ミニャは走りながら魔物を見る。軍隊蟻と呼ばれる、仲間を集める習性がある魔物だ。一匹一匹はそれほど強いわけではないが、これほどの数がいると話は変わって来る。ミニャでさえ、足を止めて戦いを始めれば数分持たずに囲まれ死ななくとも怪我を負い、それが一時間続いたならもはや命の保証はない。

 

(この大群を本当に素人冒険者が突き抜けたというの? 私はこの宝具(デュランダル)があるからできるけど、これをただの武具でやったとしたらもう将校クラスを凌駕するわね)

 ミニャは頬が緩むのを感じ嬉しくなる。

(もうすぐ答えが出る)

 ミニャの脳裏にはある文章が浮かんでいた。

 冒険者ギルドでジンに渡されたフィロの手紙に書かれていた最後の一文。


 ――彼は使徒様かも知れない―― 


「ッ! ダンジョン停止! 制覇したのかにゃ!」 

 蟻たちの動きが止まり崩れていく、ダンジョンの生命線であるダンジョンボスが殺られるとダンジョン内の魔物も死んでしまうのだ。

 しかし、ミニャの足は止まらない。この先――ボス部屋にはまだ強い気配があったのだ。それも飛び切り厄介な気配が。

「最悪にゃ。今の装備で寄生種と戦うにゃか。フー! 急がないと死んじゃいそうにゃね!」

 魔物もいなくなったので気兼ねなく本気で走ることにする。そして近づくにつれ話し声が聞こえて来る。


「――――逃げてくれッ!」

「ルナより先に死なせるもんですか」

「元より私の全てはジン様に捧げています」

「くそ、ヤメろ! がぁぁ、うごけ、殺させねぇぇ! 絶対にッ!」


(これはかなり切迫してないかなー。

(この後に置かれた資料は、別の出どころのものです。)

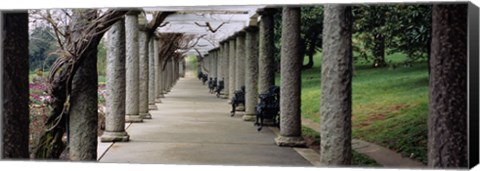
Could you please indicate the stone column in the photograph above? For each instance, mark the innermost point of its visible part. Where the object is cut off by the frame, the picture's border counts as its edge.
(290, 121)
(336, 98)
(219, 63)
(266, 64)
(144, 76)
(231, 67)
(164, 76)
(450, 138)
(132, 68)
(225, 66)
(182, 68)
(151, 74)
(214, 64)
(115, 116)
(15, 92)
(251, 73)
(240, 60)
(158, 73)
(169, 75)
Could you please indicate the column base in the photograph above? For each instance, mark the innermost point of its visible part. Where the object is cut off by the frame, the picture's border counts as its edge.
(240, 108)
(152, 107)
(146, 115)
(133, 118)
(290, 141)
(249, 117)
(224, 96)
(114, 137)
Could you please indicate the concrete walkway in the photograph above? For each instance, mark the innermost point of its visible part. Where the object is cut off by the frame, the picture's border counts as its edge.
(194, 127)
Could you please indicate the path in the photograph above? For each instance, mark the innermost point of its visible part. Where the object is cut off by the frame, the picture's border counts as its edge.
(194, 127)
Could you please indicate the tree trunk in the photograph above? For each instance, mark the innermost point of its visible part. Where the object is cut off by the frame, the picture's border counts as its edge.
(336, 98)
(83, 116)
(311, 50)
(15, 119)
(447, 120)
(379, 51)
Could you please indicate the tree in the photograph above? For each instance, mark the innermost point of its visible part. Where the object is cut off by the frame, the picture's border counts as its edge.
(310, 36)
(15, 114)
(336, 97)
(370, 21)
(390, 29)
(447, 119)
(410, 28)
(42, 44)
(73, 52)
(83, 111)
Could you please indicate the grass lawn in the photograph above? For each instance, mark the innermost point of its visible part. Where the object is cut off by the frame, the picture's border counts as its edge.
(389, 105)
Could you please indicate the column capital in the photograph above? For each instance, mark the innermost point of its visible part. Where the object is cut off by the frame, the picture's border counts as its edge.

いそげ、いそげ!)

 人族の常識を超えた脚力で部屋に飛び込むミニャの視線には倒れたジンとそれを庇うフーカとルナの姿があった。 

(ヤバッ!? やっぱり寄生種じゃんッ! ってもう攻撃態勢に入ってるし!)

王蟻に向け殺気を飛ばし自分に注意を向けさせながらその背を切り裂く。

当然ながら王蟻は殺気に反応して回避した為、攻撃は当たらないがミニャの思惑は成功していた。



「どうにか、間に合ったみたいね。……にゃー」



(本当にギリギリ、間一髪ね。もし王蟻が私を無視して攻撃をしていたら子犬ちゃんは危なかったわ)

ミニャが見たジンとフーカの様子は想像以上だった。服や肌に付着した大量の砂や血の量。血は乾いて更に沁み込んだように赤黒く変色している上、装備は原型がわからないほどボロボロだった。不思議と怪我を負った様には見えなかったが、満身創痍なのは間違いがなかった。

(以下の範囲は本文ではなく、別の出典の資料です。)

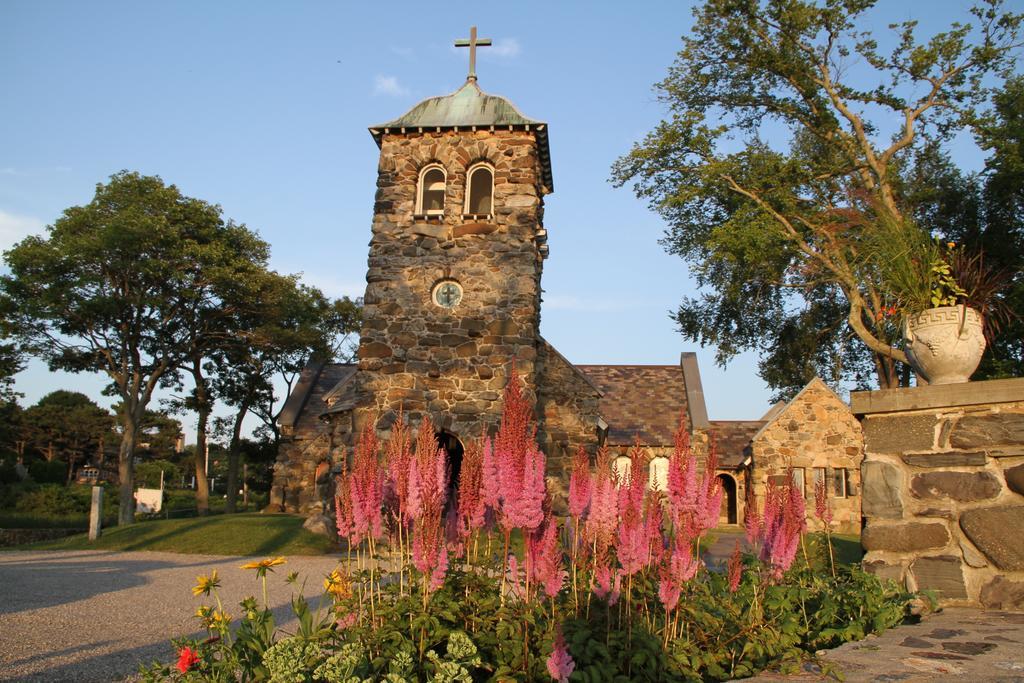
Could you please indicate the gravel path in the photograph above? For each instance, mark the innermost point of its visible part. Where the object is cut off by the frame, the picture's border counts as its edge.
(91, 615)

(ジンも子犬ちゃんもボロボロでとても戦える状態じゃない。ここまで来るのにどれだけの死線くぐり抜けて来たのか。本当に新米なのかねぇ)

ミニャの見解から言えば二人はすでに戦闘不能。ここまでの蟻の群れを突破したのが間違いなくジン達だと理解できた。まさに死線をくぐり抜けてここまで辿り着いたのだと理解した。


「――な、なんでお前がここに」


 (わぁー、せっかく絶対絶命のピンチを救ってあげたのに凄い疑った目で見てくるわー。まぁ、仕方ないけど。私が行かせたわけだし)

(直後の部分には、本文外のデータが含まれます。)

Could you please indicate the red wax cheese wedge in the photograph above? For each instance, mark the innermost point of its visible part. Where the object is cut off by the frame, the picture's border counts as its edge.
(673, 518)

「にゃはは、新米の尻拭いは長の努めにゃよ。っと、先ずはコイツを倒してからにゃ。詳しくは後で話すにゃよ」


「ギギギギギギ!」

(獲物を奪われて怒ってるみたいね。この状況、ダンジョンボスから寄生種が生まれたか。災害ランクA級、成長したらA+級までは行きそうね。ここで仕留めないと。さっきの一撃を躱した動きから言ってかなり苦労しそうね。でもやるしかないか!)